Ratsfraktionen halten an Umsetzung fest

Da aufgrund der aktuellen Haushaltslage der Stadt Netphen eine direkte Finanzierung über die Stadt ausgeschlossen ist, so der Netphener Bürgermeister, soll die einjährige Studie, aus welcher dann ein Entwicklungsprojekt hervorgehen soll, über Dritte finanziert werden. Zimmermann hat bereits erste Gespräch mit potentiellen Fördermittelgebern geführt. Ratsmitglied Helga Rock, Fraktionssprecherin Bündnis 90 / Die Grünen, plädierte zudem für einen symbolischen Beitrag durch die Stadt Netphen.
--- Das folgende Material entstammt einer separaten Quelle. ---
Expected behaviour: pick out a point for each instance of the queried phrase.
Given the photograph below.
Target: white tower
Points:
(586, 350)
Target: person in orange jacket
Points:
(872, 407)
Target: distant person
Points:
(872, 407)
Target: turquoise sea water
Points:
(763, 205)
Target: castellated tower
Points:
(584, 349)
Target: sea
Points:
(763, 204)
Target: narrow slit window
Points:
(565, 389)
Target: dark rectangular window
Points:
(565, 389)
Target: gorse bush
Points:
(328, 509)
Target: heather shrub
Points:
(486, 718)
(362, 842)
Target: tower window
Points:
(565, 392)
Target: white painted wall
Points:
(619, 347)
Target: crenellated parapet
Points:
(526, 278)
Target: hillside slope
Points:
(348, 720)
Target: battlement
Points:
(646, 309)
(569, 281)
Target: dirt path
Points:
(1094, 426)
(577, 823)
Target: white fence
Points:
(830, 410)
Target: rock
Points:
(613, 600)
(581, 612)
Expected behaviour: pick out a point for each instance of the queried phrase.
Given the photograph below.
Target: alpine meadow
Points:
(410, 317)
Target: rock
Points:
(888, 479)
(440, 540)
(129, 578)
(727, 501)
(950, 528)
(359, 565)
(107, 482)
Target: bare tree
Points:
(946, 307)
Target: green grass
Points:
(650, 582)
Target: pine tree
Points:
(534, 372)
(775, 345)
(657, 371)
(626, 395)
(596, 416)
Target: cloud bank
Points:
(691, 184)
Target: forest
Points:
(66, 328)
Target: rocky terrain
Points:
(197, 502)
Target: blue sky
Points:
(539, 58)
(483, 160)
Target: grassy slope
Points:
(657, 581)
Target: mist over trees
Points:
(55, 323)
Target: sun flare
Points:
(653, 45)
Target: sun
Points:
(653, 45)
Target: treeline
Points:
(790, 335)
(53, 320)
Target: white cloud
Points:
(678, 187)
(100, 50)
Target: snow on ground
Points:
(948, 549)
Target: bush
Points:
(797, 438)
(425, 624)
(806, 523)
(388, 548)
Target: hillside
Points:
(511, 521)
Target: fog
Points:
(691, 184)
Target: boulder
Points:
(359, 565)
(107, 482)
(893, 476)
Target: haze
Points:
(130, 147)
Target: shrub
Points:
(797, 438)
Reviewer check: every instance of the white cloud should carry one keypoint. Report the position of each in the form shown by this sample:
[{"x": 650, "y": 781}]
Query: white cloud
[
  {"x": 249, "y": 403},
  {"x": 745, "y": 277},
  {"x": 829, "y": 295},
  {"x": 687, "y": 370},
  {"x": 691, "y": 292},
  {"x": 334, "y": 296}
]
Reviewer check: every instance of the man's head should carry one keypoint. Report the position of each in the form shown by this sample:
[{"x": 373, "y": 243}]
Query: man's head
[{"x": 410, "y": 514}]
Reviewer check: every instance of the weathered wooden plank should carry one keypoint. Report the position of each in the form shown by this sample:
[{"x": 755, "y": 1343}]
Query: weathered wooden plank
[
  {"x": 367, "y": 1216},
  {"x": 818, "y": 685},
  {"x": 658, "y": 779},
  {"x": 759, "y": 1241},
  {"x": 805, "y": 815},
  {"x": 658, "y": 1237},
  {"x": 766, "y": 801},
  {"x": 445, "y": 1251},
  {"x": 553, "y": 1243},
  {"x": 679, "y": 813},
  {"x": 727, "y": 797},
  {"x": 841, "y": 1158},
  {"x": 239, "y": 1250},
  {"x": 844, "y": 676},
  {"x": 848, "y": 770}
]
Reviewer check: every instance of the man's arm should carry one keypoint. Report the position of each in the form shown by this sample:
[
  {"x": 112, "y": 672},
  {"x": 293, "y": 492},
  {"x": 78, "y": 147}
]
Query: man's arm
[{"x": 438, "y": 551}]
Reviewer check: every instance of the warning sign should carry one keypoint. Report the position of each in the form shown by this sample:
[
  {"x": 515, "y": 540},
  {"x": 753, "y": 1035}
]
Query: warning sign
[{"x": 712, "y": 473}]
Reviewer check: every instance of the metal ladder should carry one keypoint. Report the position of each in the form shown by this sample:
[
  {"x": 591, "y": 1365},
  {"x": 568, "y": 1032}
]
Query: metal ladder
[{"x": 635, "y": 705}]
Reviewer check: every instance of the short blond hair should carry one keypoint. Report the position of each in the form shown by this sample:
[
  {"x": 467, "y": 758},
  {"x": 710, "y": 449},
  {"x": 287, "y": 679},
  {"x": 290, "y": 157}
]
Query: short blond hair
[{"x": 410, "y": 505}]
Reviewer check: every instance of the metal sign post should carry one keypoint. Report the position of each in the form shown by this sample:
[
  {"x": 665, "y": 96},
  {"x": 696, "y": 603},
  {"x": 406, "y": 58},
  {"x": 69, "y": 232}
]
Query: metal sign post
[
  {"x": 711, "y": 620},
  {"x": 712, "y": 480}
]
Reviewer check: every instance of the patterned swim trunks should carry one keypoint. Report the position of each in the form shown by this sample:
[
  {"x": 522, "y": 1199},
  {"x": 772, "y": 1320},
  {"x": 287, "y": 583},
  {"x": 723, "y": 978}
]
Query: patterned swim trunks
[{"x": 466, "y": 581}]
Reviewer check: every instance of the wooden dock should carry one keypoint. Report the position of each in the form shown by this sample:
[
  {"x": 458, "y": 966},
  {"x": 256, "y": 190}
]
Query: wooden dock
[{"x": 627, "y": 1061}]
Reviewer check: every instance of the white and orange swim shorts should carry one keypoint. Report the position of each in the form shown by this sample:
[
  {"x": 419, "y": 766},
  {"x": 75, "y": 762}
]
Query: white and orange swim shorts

Die Sprecher der Netphener Ratsfraktionen erklärten, man wolle an einer Umsetzung des Projektes festhalten. Dazu solle in Kürze eine schriftliche Absichtserklärung durch die Stadt erfolgen. Mit dem Delegationsmodell „eHealth First“ möchte die Stadt Netphen auch assoziierter Partner des vom FoKoS beabsichtigten Förderantrages beim Innovationsfonds des Gemeinsamen Bundesausschusses sein. Hierbei handelt es sich um die Umsetzung eines Datenmedizinkonzeptes in die Regelversorgung. Weitere Aspekte der digitalen Versorgung finden dort Berücksichtigung, u. a. der sichere Datentransfer und die KI-gestützte Datenauswertung.